Categories:

Aggregate Functions (Frequency Estimation) , Window Functions

# APPROX_TOP_K¶

Uses Space-Saving to return an approximation of the most frequent values in the input, along with their approximate frequencies.

The output is a JSON array of arrays. In the inner arrays, the first entry is a value in the input, and the second entry corresponds to its estimated frequency in the input. The outer array contains k items, sorted by descending frequency.

## Syntax¶

Aggregate function

APPROX_TOP_K( <expr> [ , <k> [ , <counters> ] ] )


Window function

APPROX_TOP_K( <expr> [ , <k> [ , <counters> ] ] ) OVER ( [ PARTITION BY <expr4> ] )


## Arguments¶

• expr: The expression (e.g. column name) for which you want to find the most common values.

• k: The number of values whose counts you want approximated. For example, if you want to see the top 10 most common values, then set k to 10.

If k is omitted, the default is 1.

The maximum value is 100000 (100,000), and is automatically reduced if items cannot fit in the output.

• counters: This is the maximum number of distinct values that can be tracked at a time during the estimation process. For example, if counters is set to 100000, then the algorithm tracks 100,000 distinct values, attempting to keep the 100,000 most frequent values.

The maximum number of counters is 100000 (100,000).

expr4

This is the optional expression used to group rows into partitions.

## Usage Notes¶

• The approximation is more accurate if the number of counters is large, so in most cases counters should be considerably bigger than k. (Each counter uses only a small amount of memory, so increasing the number of counters is not expensive in terms of memory.)

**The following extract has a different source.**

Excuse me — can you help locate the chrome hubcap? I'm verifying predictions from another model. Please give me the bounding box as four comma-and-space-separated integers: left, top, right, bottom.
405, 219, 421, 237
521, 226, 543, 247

• When used as a window function:

• This function does not support:

• ORDER BY sub-clause in the OVER() clause.

• Window frames.

## Examples¶

SELECT APPROX_TOP_K(C4) FROM lineitem;

--------------------+
APPROX_TOP_K(C4,3) |
--------------------|
[                  |
[                |
1,             |
124923         |
],               |
[                |
2,             |
107093         |
],               |
[                |
3,             |
89315          |
]                |
]                  |
--------------------+

WITH states AS (
SELECT approx_top_k(C4, 3, 5) AS state
FROM lineitem
)
SELECT value::INT AS value, value::INT AS frequency
FROM states, LATERAL FLATTEN(state);

-------+-----------+
VALUE | FREQUENCY |
-------+-----------|
1 |    124923 |
2 |    107093 |
3 |     89438 |
-------+-----------+